Wednesday, October 1, 2014

What They Called Themselves - 31 Days


So there's this thing called Write 31 Days that starts today (October 1). The challenge is to choose one topic and dive deep in just one month's time, inspiring writers to write more and readers to read more.

Simple enough....right?

Wrong.

I've been mulling over this for weeks, trying to decide whether or not it was worth the stress of having to figure out a topic to stay writing on for THIRTY-ONE days. Thirty-one!

Don't these people know that I'm a full-time student, part-time employee, part-time-babysitter, youth worker, fiancé, daughter.... Right.

And just like that I've found my topic.

Sometimes I am so stressed that I literally cannot form one cohesive thought and yet, that doesn't stop me from saying 'yes' to everything. And I do mean everything.

Do you ever feel that way?

Like, life has spun so far out of control that all you can do is cry?

Me too.

But it doesn't have to be this hard. It shouldn't be this hard. God has made us for joy and peace and laughter just because. He sent Jesus to this earth because life is not supposed to be so full of anxiety and stress.

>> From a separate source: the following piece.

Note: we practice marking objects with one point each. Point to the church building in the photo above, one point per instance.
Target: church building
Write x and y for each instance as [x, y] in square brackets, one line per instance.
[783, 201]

If He sent Jesus to pay the price, then why do I keep beating myself up because I can't be everything to everyone?

Genesis 3:10-12 says, "He replied, 'I was afraid because I was naked.' 'Who told you that you were naked?' The Lord God asked. 'Have you eaten from the tree whose fruit I commanded you not to eat?'"

Adam tells God that he hid because he was naked, but God's response is what breaks my heart. So often I have pictured God as being angry in this moment. I always feel like He's disappointed in humankind, in me, for the things I have done wrong. But this morning, I saw a different side of God.

He is genuinely asking, "Who told you this about yourself? I certainly didn't speak this over you. That's not what I had in mind for you."

In that, I break.

I now see a Father who isn't mad and doesn't want revenge. He's sad. He's sad because this wonderful creation He sees as having so much untapped potential has identified itself with something other than Him. We allow so much unnecessary fear and stress into our lives when we believe anyone other than God. That's what I want to explore.

As I sit here and type, I've got a messy kitchen, day-three hair, and a way-too-early Christmas Tree-scented candle. I spent the entire morning babysitting and desperately need a shower. I certainly don't know what these next 30 days, much less 30 minutes, will hold, but I do know that amidst the chaos, I have an anchor, and that's enough. He is always enough.